Spatio-temporal assessment of groundwater depletion examining 35-year case study of Lahore (1990–2025): a machine learning approach
摘要
Groundwater resources in Punjab, Pakistan, are under increasing pressure due to over-abstraction and rapid urbanization, particularly in Lahore. The city’s groundwater table has declined at an average rate of 0.9 m per year, with a total depletion of about 40 m since 1990, and is projected to reach nearly 70 m below the 1990 level by 2030 if current trends persist.
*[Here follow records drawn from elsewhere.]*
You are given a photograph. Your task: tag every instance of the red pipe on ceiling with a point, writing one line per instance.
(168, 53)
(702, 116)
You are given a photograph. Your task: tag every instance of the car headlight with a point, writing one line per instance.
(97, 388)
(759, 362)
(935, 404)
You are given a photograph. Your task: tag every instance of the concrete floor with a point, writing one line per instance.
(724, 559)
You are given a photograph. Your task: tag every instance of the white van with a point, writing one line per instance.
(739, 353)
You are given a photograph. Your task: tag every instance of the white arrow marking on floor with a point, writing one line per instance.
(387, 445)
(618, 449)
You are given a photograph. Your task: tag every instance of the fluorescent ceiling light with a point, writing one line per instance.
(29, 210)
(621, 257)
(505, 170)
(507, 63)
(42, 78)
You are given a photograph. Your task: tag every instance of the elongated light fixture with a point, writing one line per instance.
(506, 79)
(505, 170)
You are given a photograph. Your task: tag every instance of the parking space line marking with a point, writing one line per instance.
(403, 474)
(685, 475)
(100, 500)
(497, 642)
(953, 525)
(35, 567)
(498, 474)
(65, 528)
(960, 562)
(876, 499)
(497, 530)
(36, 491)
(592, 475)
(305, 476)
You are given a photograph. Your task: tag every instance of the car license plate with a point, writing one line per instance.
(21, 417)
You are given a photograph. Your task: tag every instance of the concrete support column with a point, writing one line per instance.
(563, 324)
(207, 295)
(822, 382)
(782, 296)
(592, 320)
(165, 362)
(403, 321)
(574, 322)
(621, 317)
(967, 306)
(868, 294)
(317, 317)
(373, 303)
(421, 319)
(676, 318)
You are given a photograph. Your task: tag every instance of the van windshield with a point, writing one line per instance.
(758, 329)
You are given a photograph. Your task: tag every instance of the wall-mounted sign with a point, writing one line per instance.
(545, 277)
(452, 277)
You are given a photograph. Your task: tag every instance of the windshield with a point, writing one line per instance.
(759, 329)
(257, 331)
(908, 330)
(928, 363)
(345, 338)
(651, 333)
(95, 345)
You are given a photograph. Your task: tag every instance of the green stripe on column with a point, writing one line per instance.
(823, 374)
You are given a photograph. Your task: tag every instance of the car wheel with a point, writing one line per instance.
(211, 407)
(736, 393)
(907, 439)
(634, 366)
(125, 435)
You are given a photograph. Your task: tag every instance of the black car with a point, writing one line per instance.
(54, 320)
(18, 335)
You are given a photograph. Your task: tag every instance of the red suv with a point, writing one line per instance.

This study evaluates groundwater conditions in Lahore over a 35-year period (1990–2025) by analyzing spatio-temporal variations in Land Surface Temperature, precipitation, potential evapotranspiration, and Land Use and Land Cover, with emphasis on extreme monsoon events such as cloudbursts. Land Surface Temperature was integrated with standardized drought indices to assess groundwater storage dynamics and recharge patterns. Remote sensing datasets were obtained through Google Earth Engine, including Moderate Resolution Imaging Spectroradiometer for Land Surface Temperature anomalies, Climate Hazards Group InfraRed Precipitation with Station data for precipitation, TerraClimate for potential evapotranspiration, Gravity Recovery and Climate Experiment for groundwater storage anomalies, and Landsat for Land Use and Land Cover classification, which was validated using the Random Forest algorithm. Spatial mapping was conducted using Inverse Distance Weighting in Geographic Information System. Results indicate a 38.4% decline in groundwater levels between 1990 and 2025, largely driven by excessive extraction and reduced infiltration due to urban expansion, and increasing atmospheric demand. Although extreme monsoon events provide temporary recharge, their impact remains limited and insufficient to offset long-term depletion trends.